If the function is $L$-smooth, the loss can decrease when the first-order term is negative and the norm of the update step is sufficiently small, since the second-order term is quadratic in the step size and the first-order term is linear. This can be guaranteed by using a small learning rate, and this leads to the convergence proofs of many optimization algorithms. However, there are disadvantages of the smoothness assumption in theoretical proofs. For example, the Hessian can adapt to the geometry of the trajectory and can vary significantly for different algorithms , so using a global upper bound in the convergence proof might not be fair for some algorithms. Furthermore, even if the local geometry and Hessian are fixed, the update direction $x_{t+1}-x_{t}$ is also extremely important to minimizing the second-order term. The current bound assumes that we are choosing the worst direction possible, but typically optimization algorithm might find better directions in probability. We could probably believe that if a good direction is chosen, the second-order term can be much lower than the global upper bound, so the bound need not be tight.

Although our definition is motivated by the sharpness definition in deep learning, we highlight important differences between them. Sharpness describes the worst-case directional sharpness and is the supremum of directional sharpness over all directions. However, directional sharpness consider the sharpness in the specific update direction of an iterative optimization algorithm, and can be much lower than the sharpness if the direction is “good”. The concept of sharpness is typically associated with the landscape and generalization of neural networks, such as in Sharpness-Aware Minimization and Edge of Stability . We are only interested in optimization of the objective function in the empirical risk minimization problem, or the loss on the training set.

2 Directional Sharpness and Update Directions

We study the update step of different optimization algorithms under the same trajectory and local geometry using pseudo-update steps to compute the momentum in order to rule out the impact of trajectory. We compute the directional sharpness of different optimization algorithms and visualize the optimization landscape in the update direction of a variety of optimization algorithms in Figures 2, 3 and 4 and Table 1. The details of the experiment is described in Section 5 and Appendix B. Empirically, we observe that there can be a significant gap between the directional sharpness in the update direction of different optimization algorithms. In particular, the directional sharpness is much lower for adaptive algorithms than for SGD.
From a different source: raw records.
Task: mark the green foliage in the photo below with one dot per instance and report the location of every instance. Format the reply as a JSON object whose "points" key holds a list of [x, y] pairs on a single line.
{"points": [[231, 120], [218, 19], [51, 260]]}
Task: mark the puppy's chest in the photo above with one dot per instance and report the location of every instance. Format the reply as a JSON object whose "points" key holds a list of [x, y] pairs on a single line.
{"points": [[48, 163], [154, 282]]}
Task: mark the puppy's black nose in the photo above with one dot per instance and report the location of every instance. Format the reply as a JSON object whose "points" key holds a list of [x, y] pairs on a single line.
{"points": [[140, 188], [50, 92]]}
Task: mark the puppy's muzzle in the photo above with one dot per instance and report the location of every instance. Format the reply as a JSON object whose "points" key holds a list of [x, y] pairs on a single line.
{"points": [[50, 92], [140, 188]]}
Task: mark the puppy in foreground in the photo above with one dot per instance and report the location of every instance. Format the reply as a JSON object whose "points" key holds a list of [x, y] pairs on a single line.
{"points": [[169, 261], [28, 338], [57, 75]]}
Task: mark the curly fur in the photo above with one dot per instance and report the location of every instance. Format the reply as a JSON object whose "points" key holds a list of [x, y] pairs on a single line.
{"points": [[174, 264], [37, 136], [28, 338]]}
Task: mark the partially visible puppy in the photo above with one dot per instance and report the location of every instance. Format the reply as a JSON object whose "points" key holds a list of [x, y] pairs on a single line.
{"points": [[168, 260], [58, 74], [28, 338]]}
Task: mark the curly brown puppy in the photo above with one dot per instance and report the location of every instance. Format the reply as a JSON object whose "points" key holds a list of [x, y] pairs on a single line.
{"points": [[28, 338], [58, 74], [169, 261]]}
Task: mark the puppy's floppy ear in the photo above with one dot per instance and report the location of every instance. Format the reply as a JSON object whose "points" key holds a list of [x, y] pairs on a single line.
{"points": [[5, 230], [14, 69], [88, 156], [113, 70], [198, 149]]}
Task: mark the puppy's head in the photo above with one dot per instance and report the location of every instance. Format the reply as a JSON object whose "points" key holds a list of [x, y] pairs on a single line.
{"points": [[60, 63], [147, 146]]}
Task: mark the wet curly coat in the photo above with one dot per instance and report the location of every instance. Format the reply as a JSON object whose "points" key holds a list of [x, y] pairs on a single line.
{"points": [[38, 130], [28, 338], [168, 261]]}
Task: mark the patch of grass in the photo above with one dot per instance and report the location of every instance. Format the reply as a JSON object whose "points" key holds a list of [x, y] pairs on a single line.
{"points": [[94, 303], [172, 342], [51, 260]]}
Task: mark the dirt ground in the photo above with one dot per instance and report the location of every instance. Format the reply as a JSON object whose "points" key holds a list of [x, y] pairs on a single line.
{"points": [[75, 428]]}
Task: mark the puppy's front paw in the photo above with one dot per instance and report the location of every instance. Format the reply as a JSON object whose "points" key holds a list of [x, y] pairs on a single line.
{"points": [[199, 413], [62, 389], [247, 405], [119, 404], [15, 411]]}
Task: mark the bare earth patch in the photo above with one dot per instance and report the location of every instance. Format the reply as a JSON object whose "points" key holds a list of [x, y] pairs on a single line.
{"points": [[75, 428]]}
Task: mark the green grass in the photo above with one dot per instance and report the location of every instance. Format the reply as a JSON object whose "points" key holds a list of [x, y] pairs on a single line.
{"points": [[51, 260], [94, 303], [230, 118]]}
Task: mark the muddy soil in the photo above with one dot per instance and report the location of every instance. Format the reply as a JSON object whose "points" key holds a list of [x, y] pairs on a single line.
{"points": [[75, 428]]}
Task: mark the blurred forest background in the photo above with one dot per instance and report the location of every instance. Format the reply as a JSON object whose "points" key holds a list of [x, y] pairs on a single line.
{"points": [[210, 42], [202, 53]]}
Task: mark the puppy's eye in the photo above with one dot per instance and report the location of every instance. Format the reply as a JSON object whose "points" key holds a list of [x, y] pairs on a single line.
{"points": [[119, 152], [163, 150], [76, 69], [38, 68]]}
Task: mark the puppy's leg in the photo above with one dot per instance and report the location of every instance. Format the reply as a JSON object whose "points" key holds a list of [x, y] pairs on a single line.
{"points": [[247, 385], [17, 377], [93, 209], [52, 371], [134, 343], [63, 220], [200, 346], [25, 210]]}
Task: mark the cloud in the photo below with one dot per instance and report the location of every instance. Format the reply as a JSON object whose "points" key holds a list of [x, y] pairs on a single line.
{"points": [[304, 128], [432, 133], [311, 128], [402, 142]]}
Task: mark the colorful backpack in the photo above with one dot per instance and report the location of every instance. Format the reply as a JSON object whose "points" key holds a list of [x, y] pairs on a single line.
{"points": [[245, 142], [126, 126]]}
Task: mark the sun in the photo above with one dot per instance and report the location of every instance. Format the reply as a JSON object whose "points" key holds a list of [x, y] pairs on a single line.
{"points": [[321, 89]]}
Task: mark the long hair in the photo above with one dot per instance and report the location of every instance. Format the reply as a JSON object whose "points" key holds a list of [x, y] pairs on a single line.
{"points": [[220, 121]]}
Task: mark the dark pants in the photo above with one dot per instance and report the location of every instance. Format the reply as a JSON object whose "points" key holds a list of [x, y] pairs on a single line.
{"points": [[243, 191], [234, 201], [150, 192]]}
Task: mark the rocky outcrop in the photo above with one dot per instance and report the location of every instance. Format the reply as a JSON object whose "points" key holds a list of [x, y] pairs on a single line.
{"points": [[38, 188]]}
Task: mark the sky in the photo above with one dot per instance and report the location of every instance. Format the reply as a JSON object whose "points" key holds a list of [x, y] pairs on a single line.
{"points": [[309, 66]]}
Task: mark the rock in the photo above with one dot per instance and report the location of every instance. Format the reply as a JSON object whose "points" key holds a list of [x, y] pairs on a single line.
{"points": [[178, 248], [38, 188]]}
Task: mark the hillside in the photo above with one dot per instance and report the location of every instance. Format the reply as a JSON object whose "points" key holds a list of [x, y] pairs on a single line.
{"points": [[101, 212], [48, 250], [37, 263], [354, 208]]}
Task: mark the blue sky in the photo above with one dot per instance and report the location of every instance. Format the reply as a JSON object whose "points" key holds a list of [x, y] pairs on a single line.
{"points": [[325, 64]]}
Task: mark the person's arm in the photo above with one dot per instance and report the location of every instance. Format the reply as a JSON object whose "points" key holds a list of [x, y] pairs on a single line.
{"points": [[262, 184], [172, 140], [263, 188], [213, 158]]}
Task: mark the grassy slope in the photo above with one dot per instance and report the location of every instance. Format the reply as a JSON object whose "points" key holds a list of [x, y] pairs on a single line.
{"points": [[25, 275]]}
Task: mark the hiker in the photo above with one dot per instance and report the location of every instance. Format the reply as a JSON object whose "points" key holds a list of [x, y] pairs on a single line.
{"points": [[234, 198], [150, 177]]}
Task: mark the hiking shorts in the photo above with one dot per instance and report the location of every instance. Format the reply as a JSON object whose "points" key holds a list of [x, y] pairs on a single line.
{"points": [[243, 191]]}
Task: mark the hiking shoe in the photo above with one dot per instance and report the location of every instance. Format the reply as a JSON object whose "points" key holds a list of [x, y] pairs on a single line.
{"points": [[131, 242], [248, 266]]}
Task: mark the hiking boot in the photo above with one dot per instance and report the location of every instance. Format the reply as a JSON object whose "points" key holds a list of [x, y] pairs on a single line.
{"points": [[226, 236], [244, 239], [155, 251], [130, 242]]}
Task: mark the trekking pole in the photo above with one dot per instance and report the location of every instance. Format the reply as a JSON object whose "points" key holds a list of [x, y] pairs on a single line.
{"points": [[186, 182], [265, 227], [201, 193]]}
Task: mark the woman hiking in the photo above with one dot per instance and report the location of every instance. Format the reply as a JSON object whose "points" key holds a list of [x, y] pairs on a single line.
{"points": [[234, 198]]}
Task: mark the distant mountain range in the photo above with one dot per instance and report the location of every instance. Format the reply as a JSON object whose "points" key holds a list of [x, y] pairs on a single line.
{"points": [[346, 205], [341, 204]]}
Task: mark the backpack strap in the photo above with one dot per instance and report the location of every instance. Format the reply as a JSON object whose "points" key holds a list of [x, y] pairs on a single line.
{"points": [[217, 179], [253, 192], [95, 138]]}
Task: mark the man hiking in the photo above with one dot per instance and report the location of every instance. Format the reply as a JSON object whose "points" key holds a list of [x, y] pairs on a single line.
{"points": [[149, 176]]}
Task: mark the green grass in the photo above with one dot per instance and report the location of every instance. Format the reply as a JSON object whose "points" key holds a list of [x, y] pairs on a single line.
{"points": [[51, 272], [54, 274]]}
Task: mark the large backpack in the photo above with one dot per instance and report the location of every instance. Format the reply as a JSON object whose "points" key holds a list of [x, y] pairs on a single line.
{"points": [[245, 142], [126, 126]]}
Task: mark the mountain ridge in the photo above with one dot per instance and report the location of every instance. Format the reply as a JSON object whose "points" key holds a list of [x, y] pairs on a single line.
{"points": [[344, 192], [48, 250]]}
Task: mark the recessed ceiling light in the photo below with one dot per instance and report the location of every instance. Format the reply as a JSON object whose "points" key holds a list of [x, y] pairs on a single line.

Based on the observation, we argue that minimizing the directional sharpness is more important for fast convergence of optimization algorithms as compared to minimizing the gradient correlation. The update step of SGD has the best correlation with the actual gradient, so the loss decrease faster when the step size is very small, since in this case the linear term dominates the quadratic term in Equation 1. However, because of the large directional sharpness, when the step size increases the quadratic term grows faster than the linear term, so the loss reaches the local minima in the direction after a very small step size. For adaptive algorithms, the directional sharpness is much lower than SGD, so they have the potential to use a much larger step size and the optimal step could give a much lower loss compared to SGD.

In order to explain the sharpness reduction effect of adaptive algorithms, since the strategy for adaptive algorithms is to find a coordinate-wise scaling of the gradient, we investigate the distribution of gradient norm across different coordinates. We visualize a histogram of the absolute value of SGD momentum coordinates in Figure 1. We observe that the gradients are distributed unevenly across the coordinates, with half of the coordinates have absolute value ranging from $10^{-12}$ to $10^{-6}$, but also exists an innegligible portion of coordinates that can be as high as $10^{-4}$ to $10^{-2}$, contributing to most of the gradient norm. The histogram suggests that the gradients are concentrated on a small fraction of the coordinates, and this small fraction of coordinates can contribute to a large portion of sharpness, making optimization hard. For adaptive algorithms, since they already used some forms of scaling, the imbalanced gradient distribution will not be as severe as SGD. As a result, they would have better convergence rate.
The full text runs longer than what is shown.